/pipeline-dso

This repository aims to present a pipeline with tasks that do security checks.

The goal of this repository is to integrate security into DevOps pipeline.

A conventional CI/CD pipeline mostly has tasks like fetch, build, test, deploy. We need to integrate security into the pipeline. This could be further extended to the pipeline being failed if the security check is not fulfilled and right set of people could be notified.

DevSecOps Pipeline

The DevSecOps Pipeline consists of the following task which are given below:

  • clone-git-repo Git clone repo task clones given repository url into the workspace.

  • secret-detection Secret detection task is responsible for detecting secrets like api keys, passwords present in the repository.

CRDA

  • setup-env Setup-env task downloads all the dependencies used by the project depending on the ecosystem so Redhat CodeReady Dependency Analytics can perform the analysis and check for vulnerabilities.

  • crda-task CRDA task uses RedHat CodeReady Dependency Tool to scan and check if any vulnerabilities lie in the dependencies used by the project and generates a whole report.

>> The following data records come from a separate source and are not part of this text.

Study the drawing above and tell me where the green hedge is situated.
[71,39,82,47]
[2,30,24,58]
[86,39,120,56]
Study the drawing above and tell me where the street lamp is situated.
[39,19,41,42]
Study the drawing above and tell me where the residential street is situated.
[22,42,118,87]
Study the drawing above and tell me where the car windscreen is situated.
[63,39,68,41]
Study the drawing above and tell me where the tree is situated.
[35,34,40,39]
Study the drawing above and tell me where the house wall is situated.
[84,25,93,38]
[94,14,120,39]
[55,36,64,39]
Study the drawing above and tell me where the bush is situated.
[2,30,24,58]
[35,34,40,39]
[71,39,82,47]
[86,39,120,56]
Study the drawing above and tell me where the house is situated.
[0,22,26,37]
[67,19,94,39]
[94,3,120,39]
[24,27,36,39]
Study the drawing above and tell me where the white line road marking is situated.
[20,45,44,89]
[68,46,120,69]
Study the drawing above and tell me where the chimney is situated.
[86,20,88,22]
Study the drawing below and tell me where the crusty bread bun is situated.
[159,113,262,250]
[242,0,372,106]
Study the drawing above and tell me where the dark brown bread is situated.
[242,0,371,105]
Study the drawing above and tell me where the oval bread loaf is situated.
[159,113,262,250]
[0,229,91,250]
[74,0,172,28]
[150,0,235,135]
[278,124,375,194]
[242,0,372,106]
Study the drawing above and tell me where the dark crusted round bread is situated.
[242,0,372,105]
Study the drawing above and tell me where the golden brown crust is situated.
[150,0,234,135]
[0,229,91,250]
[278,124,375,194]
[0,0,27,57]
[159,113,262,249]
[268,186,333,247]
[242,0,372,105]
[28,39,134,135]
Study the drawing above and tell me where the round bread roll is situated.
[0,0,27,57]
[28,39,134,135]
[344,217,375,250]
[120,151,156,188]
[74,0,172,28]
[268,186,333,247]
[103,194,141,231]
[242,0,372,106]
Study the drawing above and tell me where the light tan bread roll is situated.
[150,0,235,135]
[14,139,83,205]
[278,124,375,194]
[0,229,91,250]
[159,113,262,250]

  • check-vulnerabilities Check vulnerabilities task reads the report generated in CRDA task and checks if all the vulnerabilities are within limits or not. It breaks the build if the vulnerabilities are not within the limits.

You can read more about the need, prerequistes and working of these three tasks please go through CRDA

  • build-push Build push task is responsible for building the image from docker file and pushing it to the docker registry.

  • scan-repo

  • check-dep-version Check dep version task is responsible for finding out the deprecated or removed apiVersions in kubernetes manifest files. Read more about the task here

  • lint-yaml Lint yaml task checks for misconfigurations in kubernetes objects by scanning the kubernetes manifest files. Read more about the task here

Secrets

For build and push task docker credentials are required (to push the image). build-push task uses the docker-creds secret to get USERNAME and PASSWORD. Use the below command to create docker-creds secret; replace yourusername and yourpassword to your own.

 kubectl create secret generic docker-creds \
      --from-literal=USERNAME=yourusername\
      --from-literal=PASSWORD=yourpassword

Workspaces

Workspace is used as a common filesystem between tasks and used for inputs and outputs of task, in workspace dependencies are installed for further usage while running the task.

  • source : A Workspace containing your source directory.